We keep ourselves busy with this and that. This week we went for a ride and bought a crate of the tastiest oranges in the world, from Ribera, for $8 Euro. There were about 35 in the crate, and they were so fresh, the leaves were still on all of them. Later in the week, we discovered right in Sciacca one of the two distilleries in Sicily. If you get to try Ceria Birra, you will experience what we bring home in our bottle with corked tops. Sunday night we had the Fabrizio Ricottas for dinner and grilled sausage outside. They were so cute eating their first marshmallows over a fire!
We have survived a warm windy week of Sirocco winds. I can’t say my plants have liked it much, and it does remind me why I have the shrub fence all around the front garden. Besides giving the house the “Secret Garden” look, it keeps the wind off of the plants-usually.
But this constant south wind is gradually getting to things.

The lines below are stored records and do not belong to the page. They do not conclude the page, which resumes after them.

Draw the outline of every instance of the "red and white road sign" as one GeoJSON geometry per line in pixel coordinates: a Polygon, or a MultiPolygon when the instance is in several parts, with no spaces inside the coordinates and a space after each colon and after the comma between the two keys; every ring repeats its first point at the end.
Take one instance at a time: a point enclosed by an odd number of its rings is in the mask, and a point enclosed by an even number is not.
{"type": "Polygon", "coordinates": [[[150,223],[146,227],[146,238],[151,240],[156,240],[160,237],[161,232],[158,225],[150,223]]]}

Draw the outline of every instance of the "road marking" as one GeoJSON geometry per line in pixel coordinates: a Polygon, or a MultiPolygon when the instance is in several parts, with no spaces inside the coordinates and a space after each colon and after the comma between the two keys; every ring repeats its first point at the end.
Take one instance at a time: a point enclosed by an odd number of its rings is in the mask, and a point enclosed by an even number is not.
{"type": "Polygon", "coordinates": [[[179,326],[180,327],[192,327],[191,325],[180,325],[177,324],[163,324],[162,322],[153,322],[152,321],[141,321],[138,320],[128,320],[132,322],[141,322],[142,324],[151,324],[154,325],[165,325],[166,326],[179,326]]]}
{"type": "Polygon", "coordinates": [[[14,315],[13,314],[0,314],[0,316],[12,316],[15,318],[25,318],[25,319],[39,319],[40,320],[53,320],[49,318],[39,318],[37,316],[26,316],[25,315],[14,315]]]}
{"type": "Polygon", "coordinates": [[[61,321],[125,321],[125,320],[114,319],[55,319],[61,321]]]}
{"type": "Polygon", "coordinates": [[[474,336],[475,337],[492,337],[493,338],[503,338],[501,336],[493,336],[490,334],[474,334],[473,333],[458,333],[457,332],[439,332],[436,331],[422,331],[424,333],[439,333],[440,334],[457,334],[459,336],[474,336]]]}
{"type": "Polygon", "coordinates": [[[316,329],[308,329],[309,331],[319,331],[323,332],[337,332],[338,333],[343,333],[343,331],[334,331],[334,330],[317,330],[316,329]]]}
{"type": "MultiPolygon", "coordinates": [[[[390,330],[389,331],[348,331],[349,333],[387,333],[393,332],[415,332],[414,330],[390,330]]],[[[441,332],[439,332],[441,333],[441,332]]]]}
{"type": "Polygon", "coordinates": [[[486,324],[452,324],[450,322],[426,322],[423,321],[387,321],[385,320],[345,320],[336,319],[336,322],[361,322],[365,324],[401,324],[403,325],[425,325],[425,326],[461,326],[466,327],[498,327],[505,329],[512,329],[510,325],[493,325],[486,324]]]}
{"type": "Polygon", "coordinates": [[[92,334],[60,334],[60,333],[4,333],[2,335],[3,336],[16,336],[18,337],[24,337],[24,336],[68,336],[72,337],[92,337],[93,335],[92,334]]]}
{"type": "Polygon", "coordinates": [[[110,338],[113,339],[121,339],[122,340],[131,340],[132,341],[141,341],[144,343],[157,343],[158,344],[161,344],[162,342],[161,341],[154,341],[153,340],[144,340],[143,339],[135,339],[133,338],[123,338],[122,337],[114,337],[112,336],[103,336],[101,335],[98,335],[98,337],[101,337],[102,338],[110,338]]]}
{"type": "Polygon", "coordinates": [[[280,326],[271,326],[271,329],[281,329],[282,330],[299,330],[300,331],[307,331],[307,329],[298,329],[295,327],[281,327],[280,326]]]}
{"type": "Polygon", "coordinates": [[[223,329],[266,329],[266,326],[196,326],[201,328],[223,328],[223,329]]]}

I brought the Poinsettia plant in yesterday after plants on wheeled holders started sailing across the terrace and landing on their sides. It did not stop me from putting in asparagus, onions, broccoli, and lettuce, but the poor seedlings are buffeted in their little snail collars constantly. And that can’t be good. The snails are not faring well either, and if they did not eat all of my caper plant, maybe I would not be so hateful to them. But I manage to kill a good dozen or so a day since that fateful day I discovered how good it felt to tramp on them by the hundreds in the driveway (see the pictures of their dirty remains). I do worry about the lemon, orange, and citron trees in the wind, and today went out and picked their underdeveloped fruit so that they would not need to use their energy to ripen the fruit. If they can survive this second winter, their root system should be ok to withstand the wind and summer dryness.

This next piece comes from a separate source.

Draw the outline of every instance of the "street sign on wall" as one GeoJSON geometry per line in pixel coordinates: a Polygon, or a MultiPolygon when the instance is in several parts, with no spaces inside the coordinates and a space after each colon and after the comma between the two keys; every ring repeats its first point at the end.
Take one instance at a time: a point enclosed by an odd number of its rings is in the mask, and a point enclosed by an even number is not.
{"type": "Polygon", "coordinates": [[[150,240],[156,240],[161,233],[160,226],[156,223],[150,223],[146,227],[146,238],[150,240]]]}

We have seen huge eagles playing high up in the wind gusts, too high for a picture. Then we see them soaring down after prey in the fields next door. I used the field glasses and identified them using Peter Debes’ European bird identification book as Bonelli’s eagles (Hieraeetus fasciatus). There is also some kind of heron, who swoops onto sea prey sitting on the rocks at the shore, but he is not as big as the Great Blue Herons in the Adirondacks, and he does not sit still long enough to let me take his picture.
The waves churned up by this wind do not look all that dramatic from our hillside, but they are evident to us. We watch the boats near shore rock up and down until we can feel the seasickness that must set in for the people in them. And the beach is full of debris, unusual in that a bed frame and a mattress don’t usually appear in the same storm. Hmmm.
I normally do not like wind, but I do like warm. And the temperature has not fallen below 65 for a week, which makes life in December very comfortable. But wind makes me uncomfortable and antsy, and I had a migraine the first day of this particular weather group. Guess I’ll just have to get on a plane and meet Roz and Mike in Amsterdam day after tomorrow!